One of the first ways we at them was broiled with goat cheese and a variety of different toppings. Crushed pistachios, honey, fig balsamic, prosciutto… it’s all good. Fresh figs are also tasty added to salad and eaten with a balsamic style dressing.
I also made fig compote, fig balsamic reduction, and fig infused vokda in addition to freezing a batch of figs. I haven’t used the frozen figs yet.
Figs make a great addition to baked goods.
To make the muffins, I started with a basic breakfast muffin recipe and changed it quite a bit.

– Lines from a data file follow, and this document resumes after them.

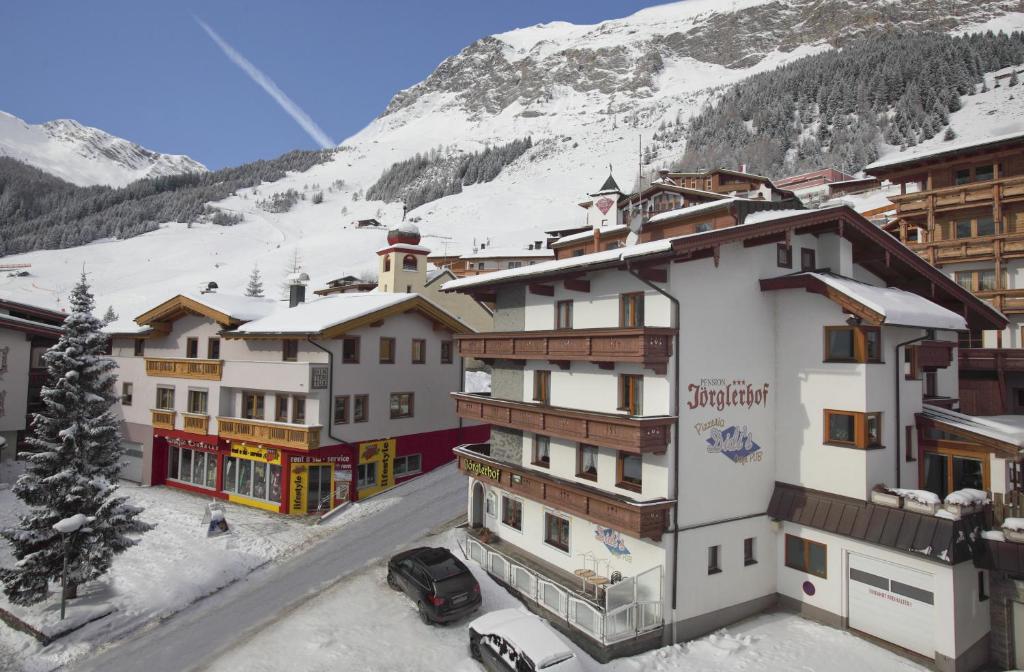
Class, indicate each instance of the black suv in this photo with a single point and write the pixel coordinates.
(442, 588)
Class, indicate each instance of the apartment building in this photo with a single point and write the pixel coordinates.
(962, 208)
(688, 430)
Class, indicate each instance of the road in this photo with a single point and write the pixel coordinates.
(196, 636)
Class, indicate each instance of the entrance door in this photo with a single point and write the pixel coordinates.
(318, 488)
(892, 602)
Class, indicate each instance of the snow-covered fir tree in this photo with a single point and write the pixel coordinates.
(73, 467)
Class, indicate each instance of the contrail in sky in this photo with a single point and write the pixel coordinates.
(300, 117)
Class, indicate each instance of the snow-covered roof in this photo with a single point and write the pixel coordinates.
(899, 307)
(932, 153)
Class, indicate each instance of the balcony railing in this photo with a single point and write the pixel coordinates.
(628, 433)
(304, 437)
(163, 419)
(649, 346)
(195, 369)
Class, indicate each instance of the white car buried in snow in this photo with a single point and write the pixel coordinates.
(515, 640)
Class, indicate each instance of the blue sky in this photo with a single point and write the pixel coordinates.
(145, 71)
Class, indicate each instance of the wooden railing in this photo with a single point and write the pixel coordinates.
(196, 423)
(628, 433)
(163, 419)
(279, 433)
(174, 368)
(649, 346)
(639, 520)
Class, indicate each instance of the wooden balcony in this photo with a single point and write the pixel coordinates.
(648, 346)
(303, 437)
(194, 369)
(640, 520)
(163, 419)
(628, 433)
(196, 423)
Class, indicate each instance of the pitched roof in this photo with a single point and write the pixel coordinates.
(921, 535)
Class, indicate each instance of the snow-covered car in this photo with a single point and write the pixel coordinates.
(443, 588)
(515, 640)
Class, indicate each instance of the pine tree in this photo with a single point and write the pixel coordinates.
(74, 467)
(255, 286)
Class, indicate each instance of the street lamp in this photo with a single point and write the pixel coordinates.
(69, 527)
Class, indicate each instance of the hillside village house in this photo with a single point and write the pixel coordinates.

- 2 cups whole wheat flour
- 2 teaspoons baking powder
- 1/2 teaspoon salt
- 1 teaspoon cinnamon
- 1/2 teaspoon ginger
- 1 teaspoon vanilla
- 1 egg
- 3/4 cup milk
- 1/4 cup vegetable or canola oil
- 1/4 cup honey
- 1/4 cup brown sugar
- 2 cups chopped figs
Combine dry ingredients in large mixing bowl. Mix in chopped figs. Combine egg, milk, oil, brown sugar and honey and beat well. Add to dry ingredients, mixing until just moistened. Spoon into greased muffin pan, filling 2/3 full. Bake at 400 degrees for 18-20 minutes.
Next time I might use more brown sugar or all brown sugar and no honey to make them just a tad bit sweeter. Regardless, the muffins were very good. Because we weren’t able to eat them all right away, I froze a few and have been eating them for breakfast on the weekends.
Never content to use a recipe just as it’s called for, I modified this fig cake recipe to my liking.
- 2 cups mashed figs
- 2 cups sugar
- 1/4 cup oil
- 1/2 cup applesauce
- 4 eggs
- 2 cups + 2 tablespoons flour
- 1 tsp cinnamon
- 1/2 tsp ginger
- 1 tsp baking soda
- Additional fig slices for topping
Mix together sugar and wet ingredients. Combine dry ingredients and add to wet ingredients, mixing well. Oil and flour a cake pan (I used two 9″ round pans). Bake in 350 degree oven for 45 minutes. With about 15 minutes left, remove cakes and add fig slices to top. The cake will be golden brown on the top when finished. Check with toothpicks to see if the center is finished.